Detailed Workflow Document

Request Deduplication & Processing System

Lodgement

1. Overview

This document describes the detailed workflow for the Request Deduplication and Processing System within the Fenix Platform for lodgement process. It covers the request submission, processing, error handling, and failure recovery mechanisms.

2. Workflow Steps

2.1 Step 1: Request Submission

Client Request:
- The client sends a request with a unique externalRequestId in the header.
Orchestration Service:
- The Orchestration Service checks DynamoDB (DDB) for the externalRequestId and its current status.

2.1.1 If Status is `Success`

The service responds with a 400 error indicating a duplicate request found with success state and provides the fenixTxnId along with fenixErrorCode and metadata (EMPTY in case of success).
The message will contain a note saying that this externalRequestId has already been processed.

2.1.2 If Status is `Failed`

The service responds with a 400 error indicating a duplicate request found with failure state and provides fenixErrorCode and metadata (NON-EMPTY in case of failure). fenixTxnId will be null in this case.
The message will contain a note saying that this externalRequestId has already been processed.

2.1.3 If Status is `Processing`

The service immediately calls CTMS to fetch the respective fenixTxnId.
If no record is found in CTMS:
- The externalRequestId is placed into a Dead Letter Queue (DLQ).
- A 500 error is returned to the client, instructing them to stop retries and wait for a webhook response.
- Fenix will investigate through on-call alerts. These alarms will improve out latency.

2.1.4 If Status is `Pending`

Similar to the Processing state:
- The service calls CTMS to fetch the fenixTxnId.
- If no record is found, the externalRequestId is placed in the DLQ. (To check why processing is delayed)
- A 500 error is returned with a request to wait for the webhook.

2.1.5 If No Record is Found in DDB

This indicates a new request.

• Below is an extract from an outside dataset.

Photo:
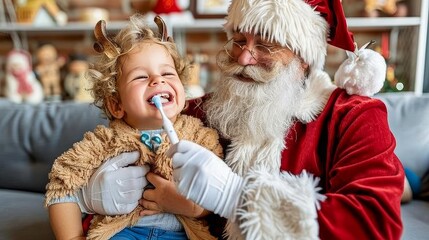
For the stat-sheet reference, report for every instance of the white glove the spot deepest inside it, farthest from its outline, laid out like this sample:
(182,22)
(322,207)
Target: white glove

The following steps occur:
1. Write { requestId, status: pending, metadata } to DDB.
2. Send the request to SQS for further processing.
3. Lambda consumes the SQS message and updates the DDB with the correct data.
4. The request is forwarded to CTMS for processing with requestId in the header.

2.2 Step 2: CTMS Processing

CTMS checks DDB for the requestId and status.

2.2.1 If Status is `Success`

CTMS responds with a 400 error to the Orchestration Service indicating the transaction is already processed.
It returns the requestId, fenixTxnId, and the transaction status.

2.2.2 If Status is `Failed`

CTMS responds with a 400 error indicating the transaction has failed.
It provides the requestId, fenixTxnId as null, and transaction status as failed.
Clients can retry with a new requestId.

2.2.3 If Status is `Pending`

CTMS immediately updates the status to Processing.
It then starts processing the request.
- On successful completion, it updates DDB with the fenixTxnId and status=success.
- On failure, it updates the DDB with status=failed.

3. Error Handling and Failure Recovery

3.1 SQS Message Update Failures

If there is a failure while updating messages in SQS, the message will be sent to a DLQ.
Alerts are configured to notify engineers through CloudWatch when a message reaches the DLQ.
Failure while putting messages into SQS or DLQ will not halt the overall process.

3.2 Dead Letter Queue (DLQ)

DLQ is used for capturing failed messages.
Alerts are configured to raise incidents whenever a request with Processing or Pending status is sent to the DLQ.
Engineers can investigate via on-call.

4. Webhook Notifications

Webhook responses will include the following fields:

{
  "requestId": "req_123",
  "fenixTxnId": "fenix_789",
  "externalTxnId": "ext_456",
  "status": "success"
}

Webhook is sent once the request is successfully processed.
In case of failure, the client is notified with the appropriate status and failure reason.

5. Conclusion

This system ensures deduplication and consistent state management using DDB.
SQS and Lambda handle asynchronous workflows.
DLQ and alerts enable effective failure recovery.
Clients are provided with real-time responses or webhooks for transparency.

Next Steps:

Implement the detailed design in the staging environment.
Perform load testing to validate the workflow.
Set up monitoring and alerting mechanisms.
Provide integration guidelines to clients.